Jalilov also condemns ISIS, which he claims was “created” by Assad and “his Iranian masters”.
Despite efforts by Central Asian governments to keep their countries out of the Middle Eastern sectarian feuds, a growing number of local Muslim scholars are speaking out in support of Syrian brothers facing genocide”.
Islamist opposition groups, notably the Islamic Movement of Uzbekistan (IMU), the Hizb Tahrir Islami , and the Rastakhiz (Resurgence) Party in Tajikistan, all of them officially banned, are developing a narrative in which Russia and Iran are cast as “ two heads of the same monster” trying to dominate the Muslim world.
Anti-Assad sentiments are not limited to Islamist militants in Russia and central Asia.
Writing in the newspaper “Ayat” the respected scholar Balbak Toulobayev has appealed to the United States to help stop “genocide in Syria” and bring “Assad and help his criminal associates to justice.”
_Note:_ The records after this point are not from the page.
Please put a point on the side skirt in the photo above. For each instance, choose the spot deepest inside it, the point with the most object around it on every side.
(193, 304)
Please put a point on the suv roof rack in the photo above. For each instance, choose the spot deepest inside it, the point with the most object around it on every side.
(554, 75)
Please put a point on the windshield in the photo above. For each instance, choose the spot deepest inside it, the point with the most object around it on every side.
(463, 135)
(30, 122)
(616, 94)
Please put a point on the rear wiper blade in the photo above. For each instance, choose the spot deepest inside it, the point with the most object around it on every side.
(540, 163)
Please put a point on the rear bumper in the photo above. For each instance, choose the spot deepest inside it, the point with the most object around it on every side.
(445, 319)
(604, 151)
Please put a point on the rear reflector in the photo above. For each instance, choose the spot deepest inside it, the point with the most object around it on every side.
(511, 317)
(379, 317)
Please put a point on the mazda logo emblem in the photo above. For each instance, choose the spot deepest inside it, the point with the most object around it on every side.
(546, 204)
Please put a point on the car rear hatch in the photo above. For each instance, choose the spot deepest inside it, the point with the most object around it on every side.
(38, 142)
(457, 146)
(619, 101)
Toulobayev added: “The cradle of culture and great civilization Aleppo and other cities have been turned into ruins. Due to the betrayal of dictator Bashar al-Assad, millions of people are under the pressure. Let’s support all efforts to stop [the] dictator who is exterminating his own people. There is no other choice.”
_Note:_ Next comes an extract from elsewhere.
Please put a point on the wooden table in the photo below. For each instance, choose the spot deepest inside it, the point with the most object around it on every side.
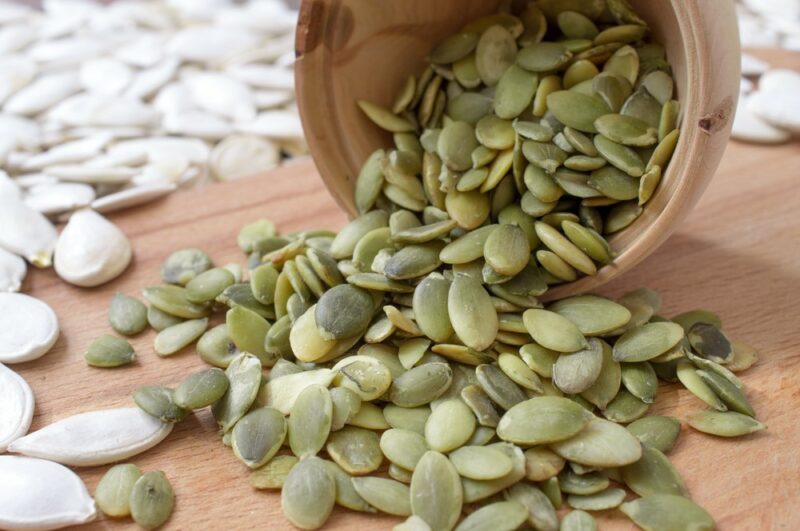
(738, 253)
Russia’s involvement in Syria and alliance with Iran is also causing tension inside the Russian federation in such republics as Tatarstan, Bashkortstan and Dagestan where Muslims form a majority of the population. Muslims account for around 25 per cent of the population of the federation, mostly as minorities in Moscow, Saint Petersburg and other major cities. In 2015 and 2016, a series of anti-war demonstrations, barely reported by the Kremlin-controlled media, have been held in Kazan, Ufa, Mackahqala (capital of Dagestan) and Moscow. Even tightly controlled opinion polls show a growing opposition to the war in republics where Muslims form a majority.
According to Alexei Malachenko of the Moscow Carnegie Center, Russian operations in favor of Assad have not only exacerbated relations between the Kremlin and Russian Muslims, but have also increased the threat of terrorism inside Russia.
It was, perhaps, fear of inciting local anger that prevented Putin from convening his “ Syria peace conference” in one of Russia’s Muslim-majority republics, choosing Kazakhstan instead.
Moscow sources claim that Putin is beginning to “appreciate” the rising cost of keeping Assad in power by force and may be looking for face-saving formula to “ease him out.”
This is why Russian officials, speaking in private, now drop hints that Assad is “exhausted by five years of war and tension” and may be is even developing a nervous tick in his left eye as a result of “psychological pressures.”
However, even if Putin finds a way to guide Assad towards the exit in Astana, Russia would still have to tame the ambitions of its hungry allies in Tehran. In Astana ( a Persian word which means threshold) Putin may find himself on the threshold of an endless crisis rather than at the end of a victorious promenade.